When you attach a cluster to your organization in VMware Tanzu Mission Control, the cluster agent service creates a namespace and installs a set of cluster agent extensions and custom resource definitions into your cluster. The cluster agent service and its extensions enable Tanzu Mission Control to communicate with your cluster (for example, to capture health information) and manage your cluster (for example, to enforce policies).

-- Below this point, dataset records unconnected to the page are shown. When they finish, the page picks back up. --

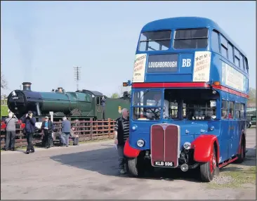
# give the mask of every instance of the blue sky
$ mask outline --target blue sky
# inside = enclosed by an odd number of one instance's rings
[[[256,86],[255,1],[1,1],[1,70],[11,90],[31,82],[34,91],[62,86],[107,96],[132,79],[143,26],[154,20],[206,17],[246,53],[250,86]]]

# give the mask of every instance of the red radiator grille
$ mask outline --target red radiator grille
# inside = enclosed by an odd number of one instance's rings
[[[157,124],[152,127],[152,165],[157,166],[155,162],[172,162],[173,167],[178,166],[178,134],[176,125]]]

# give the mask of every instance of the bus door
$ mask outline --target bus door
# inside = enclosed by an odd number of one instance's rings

The extension manager is one of the extensions installed into your cluster when you attach it. The extension manager oversees any other extensions that the cluster agent installs into your cluster as a result of using the capabilities of Tanzu Mission Control. For example, when you run a conformance inspection on your cluster, the cluster agent installs an extension that runs Sonobuoy. For information about the resource consumption of the cluster agent extensions, see Memory and CPU Usage by Cluster Agent Extensions.

The process of attaching a cluster involves three steps:
  1. Register the cluster with the Tanzu Mission Control service.
  2. Install the cluster agent extensions on the cluster.
  3. Verify the connection to confirm bilateral communication.

You must have admin permissions on the cluster to install the cluster agent extensions, and the extension manager retains admin permissions to make modifications to the cluster as necessary. The extensions that are subsequently installed by the extension manager have their own individual security profiles granting them only the permissions necessary to perform their function.

When you attach a cluster, be aware of the following:
  • On the cluster, you must have cluster.admin permissions to install the cluster agent extensions.
  • In Tanzu Mission Control, you must be associated with the clustergroup.edit role in a cluster group to attach a cluster.
  • Cluster names must be unique within an organization.
  • An attached cluster must belong to exactly one cluster group. For more information about cluster groups, see What is Tanzu Mission Control.

Outbound Connections Made by the Cluster Agent Extensions

When you attach a cluster, the cluster agent extensions running on the cluster make connections to Tanzu Mission Control URLs for outbound communications. Outbound connections made by the cluster agent extensions communicate with Tanzu Mission Control through port 443. If you have a proxy server that manages outbound traffic for your clusters, you need to add these URLs to your proxy allowlist to enable the cluster to communicate with Tanzu Mission Control.

  • *.tmc.cloud.vmware.com

    URLs in this domain include the Tanzu Mission Control service for your organization, as well as authentication, authorization, and other services.

  • vmware-docker-olympus-extensions.bintray.io

    This URL is a Bintray location from which Tanzu Mission Control retrieves the cluster agent extensions to deploy on your cluster.

You must also make sure that the proxy-related environment variables (HTTP_PROXY, HTTPS_PROXY, and NO_PROXY) are defined for the cluster's environment.